You will execute simple SQL statements that call the Vertex AI API with the (`ML.GENERATE_TEXT`) function to:

- Summmarize and classify text
- Perform entity recognition
- Enrich data
- Run Sentiment Analysis


### Services and Costs
This tutorial uses the following Google Cloud data analytics and ML services, they are billable components of Google Cloud:

* BigQuery & BigQuery ML <a href="https://cloud.google.com/bigquery/pricing" target="_blank">(pricing)</a>
* Vertex AI API <a href="https://cloud.google.com/vertex-ai/pricing" target="_blank">(pricing)</a>

Check out the [BQML Pricing page](https://cloud.google.com/bigquery/pricing#bqml) for a breakdown of costs are applied across these services.

Use the [Pricing
Calculator](https://cloud.google.com/products/calculator)
to generate a cost estimate based on your projected usage.

### Installation

Install the following packages required to execute this notebook.

In [None]:
!pip install google-cloud-bigquery-connection

## Before you begin

### Set up your Google Cloud project

**The following steps are required, regardless of your notebook environment.**

1. [Select or create a Google Cloud project](https://console.cloud.google.com/cloud-resource-manager).
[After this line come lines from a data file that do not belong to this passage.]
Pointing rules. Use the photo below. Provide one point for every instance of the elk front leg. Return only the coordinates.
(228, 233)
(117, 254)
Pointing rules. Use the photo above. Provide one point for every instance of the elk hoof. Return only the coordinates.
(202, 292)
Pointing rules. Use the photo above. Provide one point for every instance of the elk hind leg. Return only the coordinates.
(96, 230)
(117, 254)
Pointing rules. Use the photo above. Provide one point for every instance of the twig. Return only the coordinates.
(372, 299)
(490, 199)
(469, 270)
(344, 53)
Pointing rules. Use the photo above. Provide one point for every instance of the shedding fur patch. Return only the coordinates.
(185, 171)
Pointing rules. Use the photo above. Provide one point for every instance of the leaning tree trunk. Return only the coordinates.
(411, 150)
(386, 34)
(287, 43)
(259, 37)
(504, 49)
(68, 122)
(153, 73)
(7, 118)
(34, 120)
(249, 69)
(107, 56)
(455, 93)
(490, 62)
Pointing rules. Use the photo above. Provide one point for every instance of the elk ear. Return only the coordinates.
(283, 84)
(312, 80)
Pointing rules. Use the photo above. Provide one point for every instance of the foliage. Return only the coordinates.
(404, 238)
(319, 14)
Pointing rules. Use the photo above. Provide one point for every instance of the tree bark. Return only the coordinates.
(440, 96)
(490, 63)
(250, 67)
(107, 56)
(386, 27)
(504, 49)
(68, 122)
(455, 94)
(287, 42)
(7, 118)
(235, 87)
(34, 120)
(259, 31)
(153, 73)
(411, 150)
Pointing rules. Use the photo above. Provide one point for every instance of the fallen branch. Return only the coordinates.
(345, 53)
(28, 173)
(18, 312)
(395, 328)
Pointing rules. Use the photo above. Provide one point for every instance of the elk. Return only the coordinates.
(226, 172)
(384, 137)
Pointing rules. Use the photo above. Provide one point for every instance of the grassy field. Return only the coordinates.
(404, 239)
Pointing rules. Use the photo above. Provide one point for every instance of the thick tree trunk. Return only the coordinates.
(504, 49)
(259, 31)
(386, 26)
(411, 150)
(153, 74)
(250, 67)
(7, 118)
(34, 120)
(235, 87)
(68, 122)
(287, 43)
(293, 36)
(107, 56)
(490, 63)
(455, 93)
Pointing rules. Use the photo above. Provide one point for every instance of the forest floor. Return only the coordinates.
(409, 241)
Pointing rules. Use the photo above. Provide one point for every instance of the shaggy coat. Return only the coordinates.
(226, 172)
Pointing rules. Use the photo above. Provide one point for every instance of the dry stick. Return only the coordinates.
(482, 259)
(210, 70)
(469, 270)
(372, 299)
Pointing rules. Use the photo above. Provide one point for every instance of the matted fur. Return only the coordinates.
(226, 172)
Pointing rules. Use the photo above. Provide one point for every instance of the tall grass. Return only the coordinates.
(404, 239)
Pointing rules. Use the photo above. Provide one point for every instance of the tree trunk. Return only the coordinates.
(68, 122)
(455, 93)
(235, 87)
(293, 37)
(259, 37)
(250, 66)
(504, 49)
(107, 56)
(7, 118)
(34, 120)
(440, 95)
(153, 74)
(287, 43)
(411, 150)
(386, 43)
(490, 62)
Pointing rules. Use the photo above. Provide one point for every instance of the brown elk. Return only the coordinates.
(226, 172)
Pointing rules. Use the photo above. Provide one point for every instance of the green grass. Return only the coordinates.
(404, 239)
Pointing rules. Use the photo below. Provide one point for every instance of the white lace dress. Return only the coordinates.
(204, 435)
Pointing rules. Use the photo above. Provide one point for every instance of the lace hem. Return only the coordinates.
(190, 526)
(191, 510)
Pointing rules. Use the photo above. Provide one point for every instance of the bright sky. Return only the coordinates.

When you first create an account, you get a $300 free credit towards your compute/storage costs.

2. [Make sure that billing is enabled for your project](https://cloud.google.com/billing/docs/how-to/modify-project).

3. [Enable BigQuery Connection API](https://console.cloud.google.com/apis/library/bigqueryconnection.googleapis.com?_ga=2.83970457.1667545569.1683624898-1324157630.1682064685),
[Enable Vertex AI API](https://console.cloud.google.com/flows/enableapi?apiid=aiplatform.googleapis.com&_ga=2.121353995.2053869978.1687859460-1056062237.1685695596)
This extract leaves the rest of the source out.